The most important part of this post. How to approach conducting meta-analysis simultaneously for microarray and RNA-seq data? Given that the two expression matrices have different formats, it seems challenging to use DESeq. I'm curious about how to unify them and create merged data that has had batch effects removed.
I have learned that normalization and batch correction are different. Normalization typically refers to removal of technical biases between samples, while batch correction involves removal of both technical biases and biological differences between batches.

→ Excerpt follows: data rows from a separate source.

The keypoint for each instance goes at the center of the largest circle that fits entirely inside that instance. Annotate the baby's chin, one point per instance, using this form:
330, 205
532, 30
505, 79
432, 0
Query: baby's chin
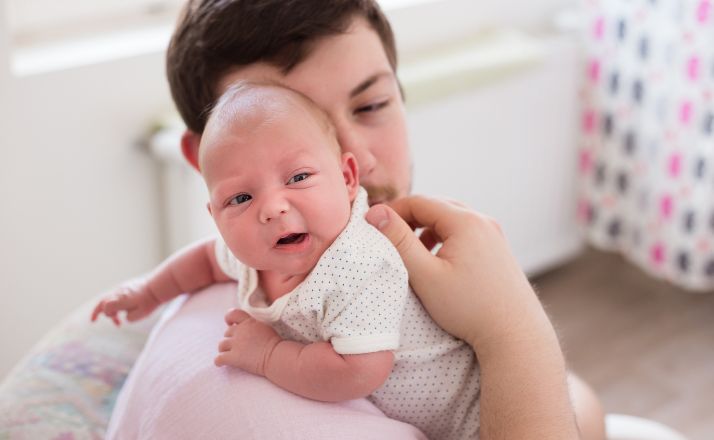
380, 194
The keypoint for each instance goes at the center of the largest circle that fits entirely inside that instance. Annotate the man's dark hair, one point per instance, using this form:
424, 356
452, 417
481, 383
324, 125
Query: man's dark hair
214, 37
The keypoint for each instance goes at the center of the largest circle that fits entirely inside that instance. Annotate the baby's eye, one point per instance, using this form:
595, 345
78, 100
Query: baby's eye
372, 107
240, 198
298, 177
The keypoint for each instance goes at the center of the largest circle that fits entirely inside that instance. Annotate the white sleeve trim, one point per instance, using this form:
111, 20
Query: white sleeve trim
365, 344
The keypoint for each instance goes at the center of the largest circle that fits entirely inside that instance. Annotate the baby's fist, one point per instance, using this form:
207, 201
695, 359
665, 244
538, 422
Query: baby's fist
134, 298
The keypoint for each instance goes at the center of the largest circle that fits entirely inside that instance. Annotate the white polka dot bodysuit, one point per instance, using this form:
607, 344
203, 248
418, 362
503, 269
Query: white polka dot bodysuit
358, 298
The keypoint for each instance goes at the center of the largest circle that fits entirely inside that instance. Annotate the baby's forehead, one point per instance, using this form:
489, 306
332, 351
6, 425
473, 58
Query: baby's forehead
247, 108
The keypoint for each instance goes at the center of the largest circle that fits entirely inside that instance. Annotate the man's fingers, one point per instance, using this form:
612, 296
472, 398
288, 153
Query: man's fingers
415, 256
97, 310
428, 239
442, 217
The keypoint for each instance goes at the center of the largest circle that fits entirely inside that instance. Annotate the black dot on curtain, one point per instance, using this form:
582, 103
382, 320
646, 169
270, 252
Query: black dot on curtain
644, 47
689, 221
630, 142
614, 229
592, 215
709, 269
638, 91
683, 261
608, 124
600, 174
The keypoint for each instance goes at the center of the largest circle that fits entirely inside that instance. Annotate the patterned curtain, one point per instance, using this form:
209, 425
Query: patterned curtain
647, 153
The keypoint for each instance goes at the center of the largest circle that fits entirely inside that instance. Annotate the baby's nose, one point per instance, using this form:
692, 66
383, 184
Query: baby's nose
273, 209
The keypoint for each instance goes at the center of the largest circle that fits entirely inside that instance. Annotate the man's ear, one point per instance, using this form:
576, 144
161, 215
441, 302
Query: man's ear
189, 147
350, 171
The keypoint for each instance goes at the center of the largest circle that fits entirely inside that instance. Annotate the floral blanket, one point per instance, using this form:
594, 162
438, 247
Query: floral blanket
66, 386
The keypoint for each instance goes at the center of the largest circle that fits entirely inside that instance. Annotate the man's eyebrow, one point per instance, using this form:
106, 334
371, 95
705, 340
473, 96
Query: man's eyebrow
369, 82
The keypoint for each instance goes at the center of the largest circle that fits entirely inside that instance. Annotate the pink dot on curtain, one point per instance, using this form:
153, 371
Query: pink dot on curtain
675, 164
703, 11
685, 112
594, 71
589, 121
599, 28
666, 206
693, 68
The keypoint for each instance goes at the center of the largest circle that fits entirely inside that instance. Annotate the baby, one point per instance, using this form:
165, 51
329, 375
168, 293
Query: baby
325, 309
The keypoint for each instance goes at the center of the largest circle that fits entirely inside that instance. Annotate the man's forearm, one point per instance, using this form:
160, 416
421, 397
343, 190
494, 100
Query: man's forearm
524, 391
188, 270
317, 372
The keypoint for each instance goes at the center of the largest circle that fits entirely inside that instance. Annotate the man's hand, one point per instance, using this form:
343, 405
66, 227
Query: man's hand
134, 298
248, 343
473, 287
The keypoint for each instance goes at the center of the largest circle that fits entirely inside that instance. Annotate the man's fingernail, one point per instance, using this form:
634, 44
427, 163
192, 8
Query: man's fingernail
378, 217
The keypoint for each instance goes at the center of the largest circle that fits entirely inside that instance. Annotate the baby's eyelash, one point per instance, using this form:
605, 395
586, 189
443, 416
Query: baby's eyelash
373, 107
295, 180
239, 199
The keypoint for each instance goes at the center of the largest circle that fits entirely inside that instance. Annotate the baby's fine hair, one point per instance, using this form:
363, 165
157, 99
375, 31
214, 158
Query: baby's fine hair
243, 89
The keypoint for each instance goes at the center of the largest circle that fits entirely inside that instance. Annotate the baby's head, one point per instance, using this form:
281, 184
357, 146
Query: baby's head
280, 190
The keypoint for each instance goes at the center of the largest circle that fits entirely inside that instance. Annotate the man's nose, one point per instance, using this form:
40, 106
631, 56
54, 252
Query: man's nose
274, 207
352, 141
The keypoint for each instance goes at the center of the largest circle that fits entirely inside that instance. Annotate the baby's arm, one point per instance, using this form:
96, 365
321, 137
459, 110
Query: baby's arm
314, 371
188, 270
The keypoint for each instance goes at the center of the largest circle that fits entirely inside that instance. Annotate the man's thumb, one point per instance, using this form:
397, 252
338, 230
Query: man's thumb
399, 233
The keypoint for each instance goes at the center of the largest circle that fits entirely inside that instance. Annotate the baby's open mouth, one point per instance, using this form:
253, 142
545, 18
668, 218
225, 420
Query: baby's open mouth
292, 238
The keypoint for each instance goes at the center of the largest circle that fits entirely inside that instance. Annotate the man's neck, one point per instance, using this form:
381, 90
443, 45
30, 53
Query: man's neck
276, 284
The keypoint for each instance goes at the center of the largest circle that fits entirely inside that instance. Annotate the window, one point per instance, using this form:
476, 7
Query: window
33, 22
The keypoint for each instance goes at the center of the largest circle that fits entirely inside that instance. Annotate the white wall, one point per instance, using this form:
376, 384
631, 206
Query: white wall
78, 196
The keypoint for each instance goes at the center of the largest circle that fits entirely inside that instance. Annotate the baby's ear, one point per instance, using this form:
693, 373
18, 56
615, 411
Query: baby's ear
189, 147
350, 171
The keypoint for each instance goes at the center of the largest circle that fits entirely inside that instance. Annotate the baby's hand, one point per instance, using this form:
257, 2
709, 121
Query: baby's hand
133, 298
248, 343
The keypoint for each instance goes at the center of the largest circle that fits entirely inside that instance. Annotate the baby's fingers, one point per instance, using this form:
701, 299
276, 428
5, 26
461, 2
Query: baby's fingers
97, 310
224, 345
236, 316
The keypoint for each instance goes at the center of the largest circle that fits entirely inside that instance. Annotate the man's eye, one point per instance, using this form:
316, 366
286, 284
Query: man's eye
240, 198
372, 107
298, 177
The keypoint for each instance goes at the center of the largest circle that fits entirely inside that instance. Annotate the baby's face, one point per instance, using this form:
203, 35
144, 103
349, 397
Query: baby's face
279, 190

Could you provide a more accurate definition than this one?
When we need to map probe IDs to specific genes, there are various options such as converting them to Gene symbols, Ensembl IDs, entrez IDs, etc. What is the most appropriate approach during the analysis process? Is it best to perform this conversion before applying it to the model, after applying it to all, or is it acceptable to apply it differently depending on the requirements of the process?
I hope this question will be helpful to many researchers, and I would greatly appreciate it if you could provide an answer that could benefit me and numerous others.